One of my Windows 2003 servers began exhibiting very strange behavior a few months ago.  That a Windows server behaves badly isn’t strange, of course, but I’d never before encountered precisely this problem.  I searched and searched for solutions on Google, but could not find one that worked for me (though I did discover that a handful of others reported having very similar issues).  Since I’ve gotten so much help from the web (via Google) before, I figured I would pay back my debt by posting the solution I found this afternoon.  Your kilometerage may vary.

Problem

Services which log on as LocalService*, as opposed to LocalSystem and NetworkService, die repeatedly and at regular intervals.  In my case, it was every 90 seconds give or take 5.  I believe Windows 2003 and XP use the LocalService and NetworkService accounts for running services, so this may not apply to Windows 2000 or other versions of Windows.  * Some of these services are Windows Time, TCP/IP NetBIOS Helper, Remote Registry, Application Layer Gateway Service, Alerter, Smart Card, SSDP Discovery Service, Universal PnP Device Host, WebClient, and Windows User Mode Driver Framework. 

Solution

Disable WINEXIT.SCR screensaver within any relevant user accounts, e.g., Default User, All Users, or any service account.  You can run a search in regedit for the string "winexit.scr" to turn up all such values and determine which are relevant.  The value I needed to delete was in HKEY_USERS/.DEFAULT/Control Panel/Desktop/SCRNSAVE.EXE.

Explanation

The server in question is to be used for public terminal services, so I intended to use the winexit.scr screensaver as a relatively lightweight, easy way to ensure that users get warned about idle time and subsequently logged off after a preset period of time.  There are other ways of accomplishing this, to be sure, but I've always had good experiences with winexit.scr.  At any rate, while watching the list of processes in Task Manager, I noticed that about every minute-and-a-half, a winexit.scr process popped up and, more interestingly, was running in the LocalService context.  Lightbulb!

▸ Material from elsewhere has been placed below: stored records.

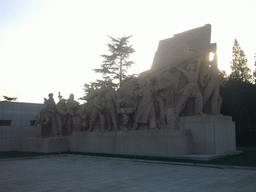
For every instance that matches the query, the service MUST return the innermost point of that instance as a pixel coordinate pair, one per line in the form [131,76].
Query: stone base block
[211,134]
[144,143]
[48,145]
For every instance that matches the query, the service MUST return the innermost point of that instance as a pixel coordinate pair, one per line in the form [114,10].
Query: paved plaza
[101,174]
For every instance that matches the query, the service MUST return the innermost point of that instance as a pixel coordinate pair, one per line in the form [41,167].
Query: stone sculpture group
[148,102]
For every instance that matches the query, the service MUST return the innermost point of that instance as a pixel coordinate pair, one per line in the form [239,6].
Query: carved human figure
[127,106]
[191,90]
[83,114]
[50,109]
[72,107]
[98,110]
[110,109]
[61,115]
[145,113]
[161,100]
[41,121]
[210,79]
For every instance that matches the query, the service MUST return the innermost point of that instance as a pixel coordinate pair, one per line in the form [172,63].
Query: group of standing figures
[144,103]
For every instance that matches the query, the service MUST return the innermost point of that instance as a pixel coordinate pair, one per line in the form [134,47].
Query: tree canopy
[115,65]
[239,66]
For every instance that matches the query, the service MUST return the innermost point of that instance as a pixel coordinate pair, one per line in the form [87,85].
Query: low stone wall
[149,143]
[211,134]
[48,145]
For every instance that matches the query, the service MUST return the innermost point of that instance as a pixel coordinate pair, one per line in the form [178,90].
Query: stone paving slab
[102,174]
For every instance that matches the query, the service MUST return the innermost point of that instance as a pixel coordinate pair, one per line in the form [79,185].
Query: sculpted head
[71,96]
[191,67]
[50,95]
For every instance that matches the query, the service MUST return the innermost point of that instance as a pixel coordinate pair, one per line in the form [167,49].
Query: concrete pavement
[86,173]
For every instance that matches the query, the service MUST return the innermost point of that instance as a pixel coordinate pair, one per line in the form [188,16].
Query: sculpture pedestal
[47,145]
[211,134]
[164,143]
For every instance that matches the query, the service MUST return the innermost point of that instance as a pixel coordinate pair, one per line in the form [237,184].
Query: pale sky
[51,46]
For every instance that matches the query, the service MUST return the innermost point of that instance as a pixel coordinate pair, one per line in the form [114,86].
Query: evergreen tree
[239,67]
[254,72]
[115,65]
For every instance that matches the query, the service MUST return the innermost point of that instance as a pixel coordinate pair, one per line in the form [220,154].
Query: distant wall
[16,124]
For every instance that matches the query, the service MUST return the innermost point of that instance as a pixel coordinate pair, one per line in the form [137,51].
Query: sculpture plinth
[47,145]
[163,143]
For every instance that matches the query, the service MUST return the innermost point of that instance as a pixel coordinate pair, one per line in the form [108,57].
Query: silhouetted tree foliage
[254,72]
[239,66]
[115,65]
[239,101]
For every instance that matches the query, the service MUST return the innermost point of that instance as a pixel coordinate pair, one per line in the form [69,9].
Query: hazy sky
[51,46]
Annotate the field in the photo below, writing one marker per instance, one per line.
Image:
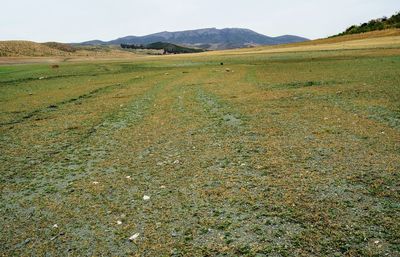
(280, 151)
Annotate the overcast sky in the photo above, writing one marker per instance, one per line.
(81, 20)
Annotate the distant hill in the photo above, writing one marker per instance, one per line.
(373, 25)
(210, 38)
(18, 48)
(166, 47)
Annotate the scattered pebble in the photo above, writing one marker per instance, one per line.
(134, 237)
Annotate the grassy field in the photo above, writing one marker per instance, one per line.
(294, 153)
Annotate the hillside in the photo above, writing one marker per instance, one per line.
(168, 48)
(28, 48)
(373, 25)
(210, 38)
(55, 49)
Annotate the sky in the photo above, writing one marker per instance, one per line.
(82, 20)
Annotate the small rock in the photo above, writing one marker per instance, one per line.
(134, 237)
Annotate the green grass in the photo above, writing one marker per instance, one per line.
(292, 154)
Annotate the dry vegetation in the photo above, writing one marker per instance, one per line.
(272, 154)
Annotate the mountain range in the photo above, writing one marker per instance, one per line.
(209, 38)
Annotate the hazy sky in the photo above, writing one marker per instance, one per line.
(80, 20)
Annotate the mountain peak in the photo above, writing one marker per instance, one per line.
(207, 38)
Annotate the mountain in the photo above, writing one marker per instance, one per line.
(210, 38)
(166, 47)
(373, 25)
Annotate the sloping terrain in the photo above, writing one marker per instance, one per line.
(210, 39)
(28, 48)
(54, 49)
(374, 25)
(290, 153)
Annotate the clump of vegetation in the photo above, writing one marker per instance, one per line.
(373, 25)
(61, 46)
(168, 48)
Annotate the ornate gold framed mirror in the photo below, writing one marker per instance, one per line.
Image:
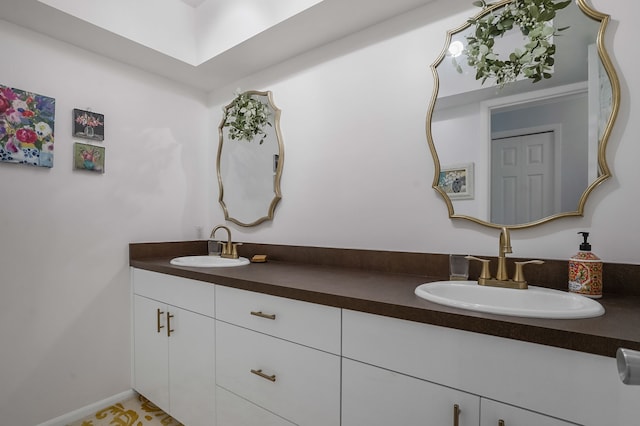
(525, 97)
(250, 158)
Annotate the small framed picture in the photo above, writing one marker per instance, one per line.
(457, 181)
(88, 125)
(88, 157)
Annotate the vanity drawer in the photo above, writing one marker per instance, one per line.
(295, 382)
(309, 324)
(192, 295)
(232, 410)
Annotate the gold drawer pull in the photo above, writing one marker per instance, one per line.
(169, 329)
(261, 315)
(271, 378)
(456, 415)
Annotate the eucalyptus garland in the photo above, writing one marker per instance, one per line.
(246, 117)
(534, 60)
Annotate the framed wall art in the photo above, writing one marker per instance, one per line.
(88, 125)
(26, 127)
(457, 181)
(88, 157)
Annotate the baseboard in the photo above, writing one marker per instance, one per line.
(87, 410)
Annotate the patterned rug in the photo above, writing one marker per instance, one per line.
(135, 411)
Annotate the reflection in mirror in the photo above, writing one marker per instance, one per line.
(250, 158)
(535, 137)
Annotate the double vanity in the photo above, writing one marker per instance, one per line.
(327, 342)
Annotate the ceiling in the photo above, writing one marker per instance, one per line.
(324, 22)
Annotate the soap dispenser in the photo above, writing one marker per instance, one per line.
(585, 271)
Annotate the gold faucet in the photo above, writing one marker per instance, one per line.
(505, 247)
(229, 249)
(502, 277)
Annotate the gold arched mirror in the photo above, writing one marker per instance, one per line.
(250, 158)
(524, 100)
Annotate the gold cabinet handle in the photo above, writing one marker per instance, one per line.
(271, 378)
(158, 315)
(456, 415)
(262, 315)
(169, 329)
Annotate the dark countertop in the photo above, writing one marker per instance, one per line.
(392, 294)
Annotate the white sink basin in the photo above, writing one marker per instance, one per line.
(208, 261)
(534, 302)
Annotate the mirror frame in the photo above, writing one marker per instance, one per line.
(278, 174)
(603, 168)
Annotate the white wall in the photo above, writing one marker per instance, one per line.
(358, 171)
(64, 234)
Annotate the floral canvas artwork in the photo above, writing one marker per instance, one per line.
(26, 127)
(88, 157)
(88, 125)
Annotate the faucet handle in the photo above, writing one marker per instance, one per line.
(519, 276)
(484, 274)
(224, 249)
(234, 250)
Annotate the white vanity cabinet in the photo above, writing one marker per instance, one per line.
(494, 413)
(374, 396)
(278, 358)
(523, 384)
(174, 345)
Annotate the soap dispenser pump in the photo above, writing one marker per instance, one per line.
(585, 271)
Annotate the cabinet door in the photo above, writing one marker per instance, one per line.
(493, 412)
(231, 410)
(192, 367)
(373, 396)
(150, 351)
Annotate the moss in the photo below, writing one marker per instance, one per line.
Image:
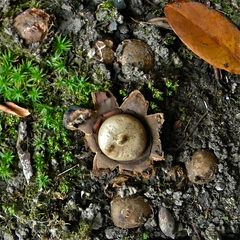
(229, 10)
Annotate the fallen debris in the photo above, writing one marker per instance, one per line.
(22, 151)
(14, 109)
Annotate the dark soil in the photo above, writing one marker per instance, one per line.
(202, 113)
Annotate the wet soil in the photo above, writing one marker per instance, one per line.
(203, 113)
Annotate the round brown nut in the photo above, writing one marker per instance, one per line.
(32, 25)
(122, 137)
(136, 53)
(104, 51)
(202, 167)
(130, 212)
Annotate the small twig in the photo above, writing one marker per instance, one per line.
(191, 133)
(69, 169)
(14, 109)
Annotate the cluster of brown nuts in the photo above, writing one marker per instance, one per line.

Services running under LocalService are all launched via the svchost.exe binary that is included with Windows, and it turns out that the winexit screensaver kept shutting down these services (as I unwittingly instructed it to do) when they took advantage of their ability to log on as a service.  Why every 90 seconds?  I had winexit configured to allow only 60 seconds of idle time, and it gives the user 30 seconds of warning before killing a session. 

It’s almost as though computers are logical.  I just love when problems make sense.